My question is: how will the Secretary of State know? Will the evidence come from the company that has previously been extracting petroleum oil from the reservoir, or will independent soundings be taken—that will obviously be more difficult?

When the Science and Technology Committee carried out an investigation into carbon caption storage and published a report in February 2006, we discovered that enhanced oil recovery is the only way of clearing out considerable oil reserves that are in the interstitial cavities of the rocks. That is the only way to ensure that the oil is completely evaporated, or that it is as evacuated as possible of petroleum oil. If enhanced oil recovery has not been carried out, there will be substantial petroleum oil reservoirs down in those cavities.

During the evidence-taking session I had a conversation with Mike Tholen, the Director of Economics at Oil & Gas UK—that is at columns 105-6 of the transcripts for 19 February 2008. He gave the impression that enhanced oil recovery is very common these days, and that most of the reservoirs that would be used for the storage of gas, and later carbon dioxide, would be empty of petroleum oil. However, the evidence that we took in this report suggests otherwise. It is important that whoever polices subsection (4), is aware of those facts.

Photo of Martin Horwood Martin Horwood Shadow Minister (Environment, Food and Rural Affairs)

I hesitate to follow the hon. Gentleman, who clearly speaks from a very expert and knowledgeable perspective. However, I too, was intrigued to know how on earth this could literally be done. We have talked about the powers of the Secretary of State being very wide, but the power to give a direction in respect of a “relevant stratum” of a geological storage area, seems an extraordinarily technical power to give to a Secretary of State. I would be interested to know in respect of subsection (3)—I am not sure that the Minister quite explained this and I am not familiar with the Petroleum Act—[Interruption.] perhaps my researcher is not familiar with it. What exactly is the significance of being regarded or not being regarded as

“ resulting in the boring for or getting of petroleum” for these purposes? What is the practical relevance of that? If the extraction of oil from a geological area of this type constituted boring for petroleum, what would that mean in practical terms for the operation of this facility?

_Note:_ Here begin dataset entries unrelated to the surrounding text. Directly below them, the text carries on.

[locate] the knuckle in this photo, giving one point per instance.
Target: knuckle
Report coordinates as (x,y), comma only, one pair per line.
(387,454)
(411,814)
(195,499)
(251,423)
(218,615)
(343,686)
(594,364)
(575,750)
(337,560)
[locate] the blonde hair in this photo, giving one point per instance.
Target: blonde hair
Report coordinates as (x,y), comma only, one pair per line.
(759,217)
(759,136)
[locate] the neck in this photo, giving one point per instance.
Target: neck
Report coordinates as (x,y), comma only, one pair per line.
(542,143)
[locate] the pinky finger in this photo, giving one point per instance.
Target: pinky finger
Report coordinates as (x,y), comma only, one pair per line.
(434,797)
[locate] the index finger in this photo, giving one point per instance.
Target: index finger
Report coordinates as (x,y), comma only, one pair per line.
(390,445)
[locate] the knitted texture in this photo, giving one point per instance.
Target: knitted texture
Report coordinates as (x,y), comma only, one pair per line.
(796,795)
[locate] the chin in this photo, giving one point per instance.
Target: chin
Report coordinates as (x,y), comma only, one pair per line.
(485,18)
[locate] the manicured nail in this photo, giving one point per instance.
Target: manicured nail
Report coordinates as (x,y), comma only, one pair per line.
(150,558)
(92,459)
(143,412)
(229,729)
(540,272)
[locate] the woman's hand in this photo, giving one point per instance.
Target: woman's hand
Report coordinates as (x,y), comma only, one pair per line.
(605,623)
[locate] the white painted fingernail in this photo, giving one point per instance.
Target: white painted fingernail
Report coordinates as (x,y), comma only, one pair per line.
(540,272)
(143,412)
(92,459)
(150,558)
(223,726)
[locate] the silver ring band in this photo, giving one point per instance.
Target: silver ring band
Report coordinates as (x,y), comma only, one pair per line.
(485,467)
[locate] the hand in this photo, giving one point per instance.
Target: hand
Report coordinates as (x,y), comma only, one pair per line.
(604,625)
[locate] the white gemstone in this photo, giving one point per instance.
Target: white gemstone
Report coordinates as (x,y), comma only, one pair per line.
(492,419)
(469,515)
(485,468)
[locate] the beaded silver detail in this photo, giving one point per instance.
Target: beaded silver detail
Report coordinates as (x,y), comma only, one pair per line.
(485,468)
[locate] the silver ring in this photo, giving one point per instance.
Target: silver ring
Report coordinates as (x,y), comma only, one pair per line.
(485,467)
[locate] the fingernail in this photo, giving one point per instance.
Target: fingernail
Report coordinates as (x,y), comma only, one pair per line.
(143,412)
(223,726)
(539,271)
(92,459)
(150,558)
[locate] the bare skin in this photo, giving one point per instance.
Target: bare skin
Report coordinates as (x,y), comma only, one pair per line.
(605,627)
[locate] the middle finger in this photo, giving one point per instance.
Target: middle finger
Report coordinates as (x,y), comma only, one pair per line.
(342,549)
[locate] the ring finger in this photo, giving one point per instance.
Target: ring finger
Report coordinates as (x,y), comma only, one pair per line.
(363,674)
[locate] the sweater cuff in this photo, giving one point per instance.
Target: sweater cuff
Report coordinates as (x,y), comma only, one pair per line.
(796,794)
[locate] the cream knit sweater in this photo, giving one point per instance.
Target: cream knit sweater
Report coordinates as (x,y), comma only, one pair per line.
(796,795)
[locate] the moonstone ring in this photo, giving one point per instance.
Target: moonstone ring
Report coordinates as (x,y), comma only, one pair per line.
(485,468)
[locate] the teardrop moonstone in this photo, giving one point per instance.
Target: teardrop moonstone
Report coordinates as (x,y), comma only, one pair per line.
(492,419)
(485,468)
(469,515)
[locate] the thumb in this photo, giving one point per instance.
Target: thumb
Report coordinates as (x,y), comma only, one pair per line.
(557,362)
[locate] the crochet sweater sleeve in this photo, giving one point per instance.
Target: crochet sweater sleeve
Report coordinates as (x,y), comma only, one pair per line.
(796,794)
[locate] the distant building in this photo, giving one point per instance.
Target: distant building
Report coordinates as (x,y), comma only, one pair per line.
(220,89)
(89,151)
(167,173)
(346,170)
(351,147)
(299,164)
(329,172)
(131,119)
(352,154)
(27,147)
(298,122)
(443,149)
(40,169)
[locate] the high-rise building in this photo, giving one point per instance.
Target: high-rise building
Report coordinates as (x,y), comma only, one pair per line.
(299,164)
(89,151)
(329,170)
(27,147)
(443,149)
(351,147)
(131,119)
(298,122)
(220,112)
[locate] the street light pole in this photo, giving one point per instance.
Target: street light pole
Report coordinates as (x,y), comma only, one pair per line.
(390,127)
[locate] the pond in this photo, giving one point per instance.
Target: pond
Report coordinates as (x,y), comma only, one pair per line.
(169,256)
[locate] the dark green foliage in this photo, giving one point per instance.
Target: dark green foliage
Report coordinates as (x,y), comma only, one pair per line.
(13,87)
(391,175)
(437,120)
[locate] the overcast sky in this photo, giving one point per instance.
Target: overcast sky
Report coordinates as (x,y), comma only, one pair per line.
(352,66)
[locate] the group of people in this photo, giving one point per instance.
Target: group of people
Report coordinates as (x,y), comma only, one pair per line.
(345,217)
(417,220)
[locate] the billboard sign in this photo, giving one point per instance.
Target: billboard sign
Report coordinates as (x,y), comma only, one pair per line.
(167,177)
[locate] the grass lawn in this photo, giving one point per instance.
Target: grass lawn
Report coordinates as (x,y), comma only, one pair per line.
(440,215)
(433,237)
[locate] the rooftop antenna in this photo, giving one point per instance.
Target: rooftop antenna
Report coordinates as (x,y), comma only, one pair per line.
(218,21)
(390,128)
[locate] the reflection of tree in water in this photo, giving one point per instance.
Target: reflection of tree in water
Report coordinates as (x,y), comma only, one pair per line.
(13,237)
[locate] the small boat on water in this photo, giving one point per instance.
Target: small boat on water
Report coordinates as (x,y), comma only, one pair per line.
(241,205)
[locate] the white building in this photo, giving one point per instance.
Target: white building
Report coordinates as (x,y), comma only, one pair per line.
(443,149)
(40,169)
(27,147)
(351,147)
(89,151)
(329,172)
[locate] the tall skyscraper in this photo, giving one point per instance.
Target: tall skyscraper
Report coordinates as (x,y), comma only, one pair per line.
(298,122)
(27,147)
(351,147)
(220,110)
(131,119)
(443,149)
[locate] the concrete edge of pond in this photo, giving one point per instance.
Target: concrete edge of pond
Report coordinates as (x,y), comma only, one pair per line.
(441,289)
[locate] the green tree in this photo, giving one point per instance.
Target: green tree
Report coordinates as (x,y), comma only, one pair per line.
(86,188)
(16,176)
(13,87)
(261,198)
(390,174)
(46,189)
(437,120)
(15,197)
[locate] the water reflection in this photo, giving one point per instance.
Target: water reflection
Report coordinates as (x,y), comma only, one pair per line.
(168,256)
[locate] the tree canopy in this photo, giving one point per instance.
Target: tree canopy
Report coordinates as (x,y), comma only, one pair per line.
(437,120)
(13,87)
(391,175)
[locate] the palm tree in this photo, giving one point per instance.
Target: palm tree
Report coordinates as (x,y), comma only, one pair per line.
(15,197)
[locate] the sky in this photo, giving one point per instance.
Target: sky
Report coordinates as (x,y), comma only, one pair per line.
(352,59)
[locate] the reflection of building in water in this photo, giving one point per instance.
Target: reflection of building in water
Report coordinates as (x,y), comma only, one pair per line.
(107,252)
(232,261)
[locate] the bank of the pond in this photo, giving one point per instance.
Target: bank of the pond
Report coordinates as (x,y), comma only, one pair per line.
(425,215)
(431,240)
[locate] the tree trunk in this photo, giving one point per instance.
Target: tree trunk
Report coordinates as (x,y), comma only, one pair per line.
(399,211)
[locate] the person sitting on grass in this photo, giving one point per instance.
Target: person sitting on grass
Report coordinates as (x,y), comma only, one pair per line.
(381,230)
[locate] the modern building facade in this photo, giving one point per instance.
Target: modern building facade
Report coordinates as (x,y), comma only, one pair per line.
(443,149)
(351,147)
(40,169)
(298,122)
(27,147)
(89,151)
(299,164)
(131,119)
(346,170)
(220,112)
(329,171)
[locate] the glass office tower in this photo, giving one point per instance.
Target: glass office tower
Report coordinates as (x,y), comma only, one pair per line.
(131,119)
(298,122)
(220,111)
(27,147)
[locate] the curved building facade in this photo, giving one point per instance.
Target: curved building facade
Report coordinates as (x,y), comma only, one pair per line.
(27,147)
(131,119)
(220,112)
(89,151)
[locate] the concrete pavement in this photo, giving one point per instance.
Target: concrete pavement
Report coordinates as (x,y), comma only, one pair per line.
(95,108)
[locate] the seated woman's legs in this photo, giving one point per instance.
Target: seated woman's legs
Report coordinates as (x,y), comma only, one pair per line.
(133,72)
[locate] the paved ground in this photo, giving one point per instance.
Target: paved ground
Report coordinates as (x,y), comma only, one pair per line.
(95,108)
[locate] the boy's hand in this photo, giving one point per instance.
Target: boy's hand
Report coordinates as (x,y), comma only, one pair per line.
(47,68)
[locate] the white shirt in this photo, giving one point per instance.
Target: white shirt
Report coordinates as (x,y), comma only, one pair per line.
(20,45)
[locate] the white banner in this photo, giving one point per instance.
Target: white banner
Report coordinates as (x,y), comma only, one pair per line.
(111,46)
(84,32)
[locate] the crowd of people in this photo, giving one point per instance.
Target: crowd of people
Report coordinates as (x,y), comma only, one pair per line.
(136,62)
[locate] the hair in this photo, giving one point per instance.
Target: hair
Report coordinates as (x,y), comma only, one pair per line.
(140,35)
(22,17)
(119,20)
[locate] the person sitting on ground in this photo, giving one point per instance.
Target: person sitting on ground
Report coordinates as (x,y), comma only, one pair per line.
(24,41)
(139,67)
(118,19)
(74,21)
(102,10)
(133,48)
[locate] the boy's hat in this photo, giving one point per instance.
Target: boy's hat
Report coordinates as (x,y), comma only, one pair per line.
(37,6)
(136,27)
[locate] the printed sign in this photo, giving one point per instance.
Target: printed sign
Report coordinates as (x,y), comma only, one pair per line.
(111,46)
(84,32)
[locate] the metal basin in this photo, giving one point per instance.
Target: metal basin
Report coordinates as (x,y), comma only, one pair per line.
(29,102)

That reflects an underlying worry that this is an example of gold-plating—that there is a rather extreme level of detail in the provision that might be better dealt with in more flexible regulation. The worry is that we run the risk that if, for instance, enhanced oil recovery becomes viable unexpectedly in the course of the operation of one of these facilities, the Secretary of State will have almost boxed themselves into a situation in which a particular regime applies to that and there is not sufficient flexibility to allow it to take place on a viable or commercial basis. I would therefore welcome clarification if possible of exactly what the implications are of this near overlap with the petroleum licensing requirements.

Photo of Malcolm Wicks Malcolm Wicks Minister of State (Energy), Department for Business, Enterprise & Regulatory Reform

My hon. Friend the Member for Bolton, South-East has introduced an important discussion. However, as he knows, we have a great deal of expertise in this type of territory. I recognise that in relation to carbon capture and storage—we shall move on to that aspect of the Bill shortly—it is relatively new territory. However, I am advised that the companies themselves will be required, under the terms and conditions of their licence, to provide the information that he seeks. Tests and drilling information will provide the company with the relevant information.

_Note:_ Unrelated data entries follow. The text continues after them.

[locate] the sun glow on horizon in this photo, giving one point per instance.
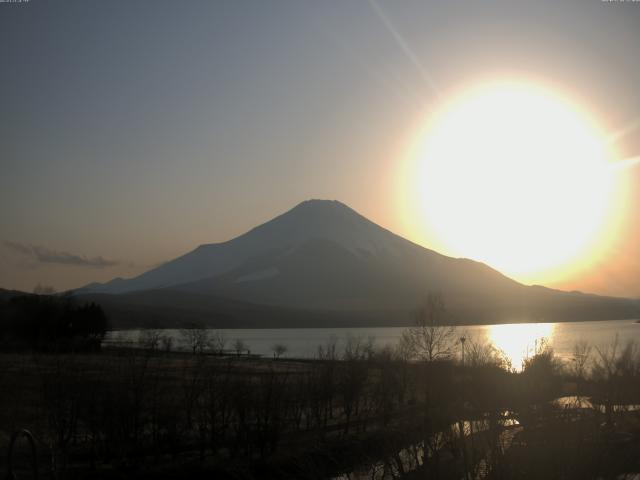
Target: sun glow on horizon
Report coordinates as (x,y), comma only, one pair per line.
(515,176)
(518,341)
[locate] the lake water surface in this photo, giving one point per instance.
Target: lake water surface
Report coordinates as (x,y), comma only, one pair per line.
(515,340)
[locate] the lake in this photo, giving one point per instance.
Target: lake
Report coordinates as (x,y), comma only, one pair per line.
(516,340)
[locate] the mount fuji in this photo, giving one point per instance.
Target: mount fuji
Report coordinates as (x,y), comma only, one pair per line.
(323,263)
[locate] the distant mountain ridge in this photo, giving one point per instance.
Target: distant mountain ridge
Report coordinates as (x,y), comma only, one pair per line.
(322,256)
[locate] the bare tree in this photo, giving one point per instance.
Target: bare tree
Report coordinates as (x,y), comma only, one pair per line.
(197,338)
(217,342)
(167,343)
(239,346)
(430,339)
(279,349)
(149,339)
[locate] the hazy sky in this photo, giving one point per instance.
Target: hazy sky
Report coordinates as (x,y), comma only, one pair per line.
(133,131)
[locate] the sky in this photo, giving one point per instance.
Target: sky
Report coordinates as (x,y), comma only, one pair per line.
(132,132)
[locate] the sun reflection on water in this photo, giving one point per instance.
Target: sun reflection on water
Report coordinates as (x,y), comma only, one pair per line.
(520,340)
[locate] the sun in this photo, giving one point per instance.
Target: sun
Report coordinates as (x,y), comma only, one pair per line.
(515,176)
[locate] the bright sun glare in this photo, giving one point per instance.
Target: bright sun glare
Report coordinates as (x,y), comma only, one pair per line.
(514,176)
(520,340)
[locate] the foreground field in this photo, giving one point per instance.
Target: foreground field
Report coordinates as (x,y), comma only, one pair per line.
(133,413)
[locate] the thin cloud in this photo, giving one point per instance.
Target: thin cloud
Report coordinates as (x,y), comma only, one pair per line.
(46,255)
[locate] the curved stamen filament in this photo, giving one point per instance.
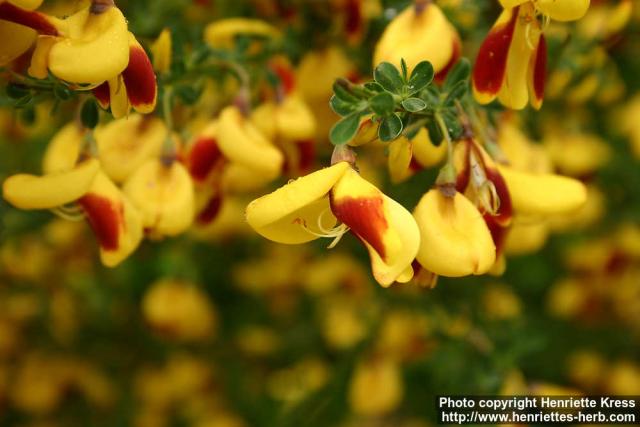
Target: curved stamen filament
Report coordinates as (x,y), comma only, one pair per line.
(71,212)
(335,233)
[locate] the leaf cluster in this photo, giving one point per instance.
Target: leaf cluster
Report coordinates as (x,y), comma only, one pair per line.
(401,103)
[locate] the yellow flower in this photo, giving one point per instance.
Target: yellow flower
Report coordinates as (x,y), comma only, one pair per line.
(91,50)
(454,238)
(16,38)
(161,50)
(309,207)
(51,190)
(163,194)
(179,310)
(241,142)
(511,63)
(376,387)
(420,32)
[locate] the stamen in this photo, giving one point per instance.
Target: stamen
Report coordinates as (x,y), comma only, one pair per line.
(335,233)
(72,212)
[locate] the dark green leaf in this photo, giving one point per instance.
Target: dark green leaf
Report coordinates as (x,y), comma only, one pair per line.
(461,71)
(435,133)
(22,102)
(454,127)
(421,76)
(342,89)
(382,104)
(457,92)
(374,87)
(89,114)
(61,92)
(15,91)
(390,128)
(414,104)
(28,116)
(343,131)
(388,76)
(188,94)
(341,107)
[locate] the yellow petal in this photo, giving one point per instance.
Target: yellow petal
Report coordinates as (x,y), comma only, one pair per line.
(242,143)
(563,10)
(376,387)
(526,236)
(161,50)
(221,33)
(399,160)
(116,223)
(288,213)
(455,240)
(514,92)
(237,178)
(417,37)
(367,132)
(425,153)
(39,67)
(294,119)
(63,150)
(125,144)
(52,190)
(99,52)
(542,194)
(16,40)
(386,228)
(164,196)
(118,98)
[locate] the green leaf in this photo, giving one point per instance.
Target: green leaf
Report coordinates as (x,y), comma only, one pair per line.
(435,133)
(61,92)
(461,71)
(373,87)
(390,128)
(454,127)
(344,130)
(188,94)
(341,107)
(421,76)
(89,114)
(457,92)
(414,104)
(388,76)
(15,91)
(341,88)
(382,104)
(24,101)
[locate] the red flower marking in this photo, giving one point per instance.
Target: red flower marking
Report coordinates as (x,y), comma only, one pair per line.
(140,79)
(307,151)
(353,18)
(365,218)
(211,210)
(441,75)
(540,68)
(35,20)
(286,76)
(105,218)
(415,166)
(491,63)
(203,157)
(462,179)
(498,232)
(505,210)
(102,95)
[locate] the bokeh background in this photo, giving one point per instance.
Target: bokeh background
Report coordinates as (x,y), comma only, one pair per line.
(221,328)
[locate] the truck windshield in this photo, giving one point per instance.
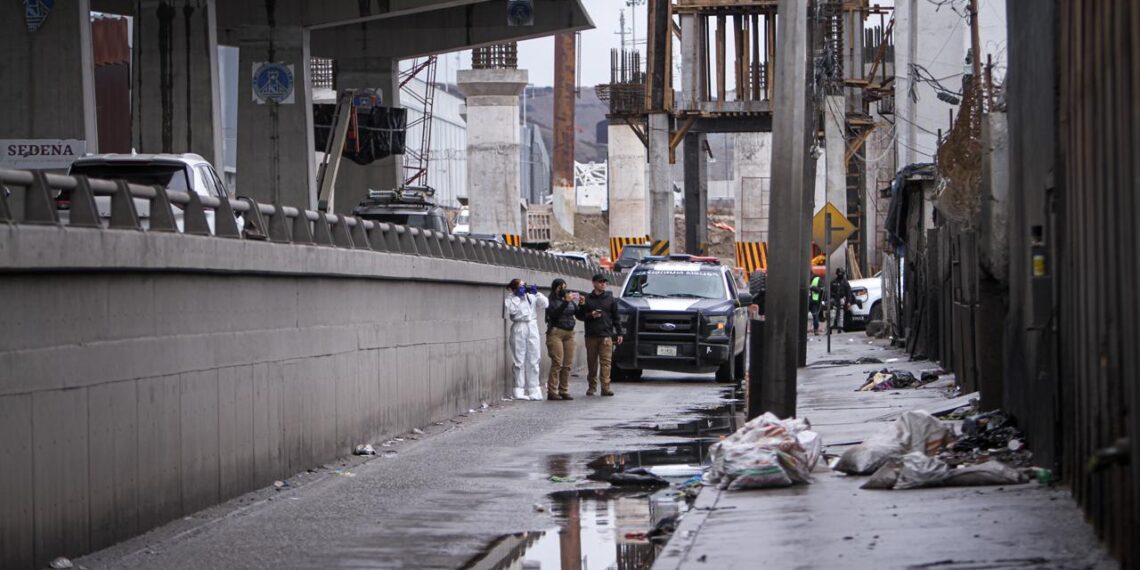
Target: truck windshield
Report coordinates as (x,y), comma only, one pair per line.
(633,253)
(684,284)
(171,176)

Earlier, I said that certain powers would not come into effect where the Secretary of State was persuaded that the concentration of hydrocarbons was insignificant. It might be helpful if I say that if circumstances change and the amounts of hydrocarbons increase substantially, the Secretary of State must issue a notice to the licence holder revoking the direction. Again, this comes down to the proper and appropriate management and inspection of what is happening over what is often a very long period. The prime function is for the companies themselves, but I reiterate the importance of the inspectorate that we are putting in place.

Question put and agreed to.

Clause 14 ordered to stand part of the Bill.

Clause 15 ordered to stand part of the Bill.